What’s the secret to a well balanced collection - passion or practicality? When deciding what art to buy, collectors can find themselves confronting this dichotomy head in hands. In truth however, these forces aren’t oppositional. Like all parts of life, collecting art is about finding the sweet spot between passion and reason.


Time to self reflect and take in the view. You're looking out at Brett Whiteley's Lavender Bay.


First things first…

Buy what you love. The process of finding, curating and caring for you collection will be insurmountably more pleasurable if you focus on art that activates your heart and mind.

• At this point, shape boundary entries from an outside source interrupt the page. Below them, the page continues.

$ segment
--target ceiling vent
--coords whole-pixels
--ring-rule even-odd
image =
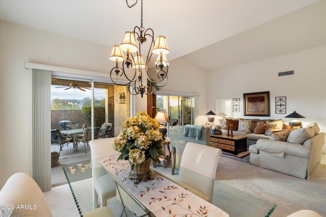
[[[293,75],[294,74],[294,71],[288,71],[287,72],[279,72],[279,77],[284,76],[284,75]]]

To compliment this, we also advise - collect with the end in mind. By this we mean collect purposefully. Collecting in a future-focused way is to consider how your collection is capable of development, sharing and also oneday - for ownership to be passed on. In other words, what is the potential for this work of art to one day be gifted or sold? How collectable is the work of art in the context of the open market? In the case of Contemporary art - how are you going to support the artist you are collecting and share your collection so that the collectibility of that artist can also grow?

Buying Old

Established art, which is typically ‘older’ art is usually collectible without doubt. Backed by a history of institutional and cultural reaffirmation, art made by greats like Brett Whiteley and Charles Blackman are able to be exchanged with ease. To be clear however, we don’t recommend buying merely to resell. Instead, to value resale is to value renewal. As the engine behind regeneration, change and focus, parting with your art is a natural and healthy part of collecting.

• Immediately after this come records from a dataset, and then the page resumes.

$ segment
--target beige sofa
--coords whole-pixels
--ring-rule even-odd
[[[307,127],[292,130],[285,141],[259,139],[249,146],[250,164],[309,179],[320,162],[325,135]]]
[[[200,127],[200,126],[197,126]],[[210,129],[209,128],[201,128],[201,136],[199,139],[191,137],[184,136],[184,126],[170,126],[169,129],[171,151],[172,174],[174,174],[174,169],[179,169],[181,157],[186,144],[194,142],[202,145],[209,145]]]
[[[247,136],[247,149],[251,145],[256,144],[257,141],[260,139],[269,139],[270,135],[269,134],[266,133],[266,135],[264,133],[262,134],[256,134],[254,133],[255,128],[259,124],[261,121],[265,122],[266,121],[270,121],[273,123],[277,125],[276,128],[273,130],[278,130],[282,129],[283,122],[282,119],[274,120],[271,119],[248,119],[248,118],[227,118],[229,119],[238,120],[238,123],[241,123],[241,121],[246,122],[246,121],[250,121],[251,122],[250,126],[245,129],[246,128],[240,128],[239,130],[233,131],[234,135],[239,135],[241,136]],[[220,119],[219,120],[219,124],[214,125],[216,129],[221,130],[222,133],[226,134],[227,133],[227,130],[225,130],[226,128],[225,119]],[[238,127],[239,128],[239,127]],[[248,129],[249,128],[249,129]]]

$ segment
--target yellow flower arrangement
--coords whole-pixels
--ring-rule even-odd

Capturing the old - Charles Blackman, 'Night and Day I'.


Buying New

To buy new art, is to thrust yourself into the art of our times. Here, custodianship is central. By supporting emerging or mid-career contemporary art, you are in engaged in ascribing value to these objects. As human rights lawyer and exclusive collector of new art Julian Burnside puts it, buying new isn’t about being a patron - it’s about being a champion of the arts.

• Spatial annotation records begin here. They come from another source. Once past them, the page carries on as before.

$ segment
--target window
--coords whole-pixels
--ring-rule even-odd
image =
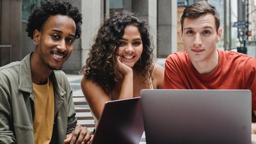
[[[27,20],[31,10],[36,6],[46,0],[23,0],[22,1],[22,20]],[[52,0],[51,0],[52,1]]]

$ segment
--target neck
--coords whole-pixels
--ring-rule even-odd
[[[31,73],[32,82],[37,85],[45,84],[47,83],[47,78],[52,72],[47,66],[42,65],[38,60],[38,55],[33,53],[30,58]]]

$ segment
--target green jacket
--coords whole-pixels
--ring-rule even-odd
[[[34,143],[35,95],[30,58],[0,67],[0,143]],[[51,143],[63,143],[77,122],[72,90],[65,73],[54,70],[54,123]]]

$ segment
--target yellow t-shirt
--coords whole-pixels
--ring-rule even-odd
[[[49,143],[54,119],[53,87],[51,81],[45,85],[33,85],[35,94],[34,138],[35,143]]]

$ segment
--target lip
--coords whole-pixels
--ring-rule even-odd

Fighting the good fight - support contemporary artists like Philippe Le Miere

The ‘Learned and the Learning’

One experienced art advisor described the range of collectors as ‘the learned and the learning’. The former kind, are custodians of historically significant art that fires the mind. In other words, they are ‘learned’ collectors. Conversely, the latter relish the contemporary art world, discovering new artists and art as it unfurls. You can of course, take be little of both and like Jacqui Stockdale, marry the future and history of art.


New vs. Old - what works for me?

To find their feet, many collectors start by collecting actively traded art. Once they’ve nutted the practice out however, they may deepen their interest in the old, move onto to the contemporary, or as David Walsh did, fill a Museum of Old and New Art

When it comes to collecting art, figuring out what fits for you is a process. In the meantime, bear our advice in mind - lead with love, but bear collectibility in mind. That way, your collection will continuing bearing flavour no matter what direction you settle upon.